Early on in the book, Dr Agus quotes JBS Haldane as saying, in Cambridge in 1923:
“The recent history of medicine is as follows. Until about 1870 medicine was largely founded on physiology, or, as the Scotch called it ‘Institutes of Medicine’. Disease was looked at from the point of view of the patient, as injuries still are. Pasteur’s discovery of the nature of infectious disease transformed the whole outlook, and made it possible to abolish one group of disease. But it also diverted scientific medicine from its former path, and it is probable that, were bacteria unknown, though many more people would die of sepsis and typhoid, we should be better able to cope with kidney disease and cancer.”
For patient read customer. That’s easy. And for disease read product/service; it may be a bit harder to strip negative connotations away from the word, but the principle is important so please try.
We used to be patient-centric, then found that we could industrialise processes better if we went disease-centric. Which was fine for some patients and some diseases. But overall it was a backward step as we stopped learning about the patient in a holistic manner.
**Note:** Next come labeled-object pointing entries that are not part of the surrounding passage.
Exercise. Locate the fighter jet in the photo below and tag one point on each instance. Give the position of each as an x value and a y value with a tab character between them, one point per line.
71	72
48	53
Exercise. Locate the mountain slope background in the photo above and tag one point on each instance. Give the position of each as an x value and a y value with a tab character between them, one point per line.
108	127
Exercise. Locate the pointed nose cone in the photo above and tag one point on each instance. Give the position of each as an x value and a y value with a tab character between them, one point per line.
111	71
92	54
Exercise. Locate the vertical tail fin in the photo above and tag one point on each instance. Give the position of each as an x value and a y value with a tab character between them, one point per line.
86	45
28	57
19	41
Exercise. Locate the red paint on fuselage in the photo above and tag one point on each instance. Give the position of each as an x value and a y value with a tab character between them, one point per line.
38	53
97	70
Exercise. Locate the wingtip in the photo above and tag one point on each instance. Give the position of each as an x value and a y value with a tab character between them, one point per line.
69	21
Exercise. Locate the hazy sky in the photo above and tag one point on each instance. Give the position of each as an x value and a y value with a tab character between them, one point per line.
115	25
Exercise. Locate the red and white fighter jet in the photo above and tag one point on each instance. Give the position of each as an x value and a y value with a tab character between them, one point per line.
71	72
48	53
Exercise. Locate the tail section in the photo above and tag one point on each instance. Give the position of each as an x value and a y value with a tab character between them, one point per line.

Park that thought, and let’s move on to Neil Young. When we met in Tokyo, Neil spoke passionately about the parlous state of modern music. He’s been a harsh critic of the poor quality of MP3s, and has felt particularly aggrieved by the continuing deterioration of the technical quality of recorded music. As a result, he’s been working on ways to transform the music listening experience end-to-end, how music is recorded, how it is stored and retrieved, how it is played back, the devices used, the connectivity, the whole nine yards. You can read some of his views on this here and here. I was particularly taken with the way Wired UK reported on this, quoting him as saying:
My goal is to try and rescue the art form that I’ve been practising for the past 50 years. We live in the digital age, and unfortunately it’s degrading our music, not improving [it].
You could say Neil is putting forward a manifesto, a platform for change, transforming the customer experience end-to-end. It may be about his chosen art form, but the principle transcends that.
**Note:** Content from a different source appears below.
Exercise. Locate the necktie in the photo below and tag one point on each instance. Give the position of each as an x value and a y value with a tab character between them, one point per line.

Which brings me to the Social Enterprise.
It’s a manifesto for radical change.
It begins with a holistic view of the customer; the entire process emanates from a 360-degree customer profile that is at the core of the Social Enterprise vision.
It then continues with a radical transformation of the business, end-to-end, connecting customers with the companies they deal with, their staff, their distribution network, supply chain and even their products.
And it focuses on making sure that technology is used to enhance the customer experience, not to degrade it. [Remember region coding on DVDs? That’s the sort of thinking that comes from being product-centric. No customer’s experience was enhanced even infinitesimally by that “invention”.]
And there you have it. How Neil Young and David Agus help me understand and explain the Social Enterprise.
I know, I know, you’re very tempted to say “To a hammer everything looks like a nail”.
But step back and think about it.
We have moved from being customer-centric to product- and service-centric in many contexts, sometimes to such an extent that we forget altogether about the customer. Think about what’s happening in education, no longer about the student or about learning; about what’s happening in healthcare, no longer about the patient or about being healthy; about what’s happening in government, no longer about the citizen or about her satisfaction.
There’s a renaissance needed, to a time when it was about the student, the patient, the citizen. And about the customer.
A renaissance based on using the tools of technological advance to improve the customer experience rather than to degrade it.
Thank you David Agus. Thank you Neil Young. Now, as I listen to my vinyl collection on my Linn equipment, and as I continue to approach my personal health and well-being holistically, I will also continue to learn about how the Social Enterprise works.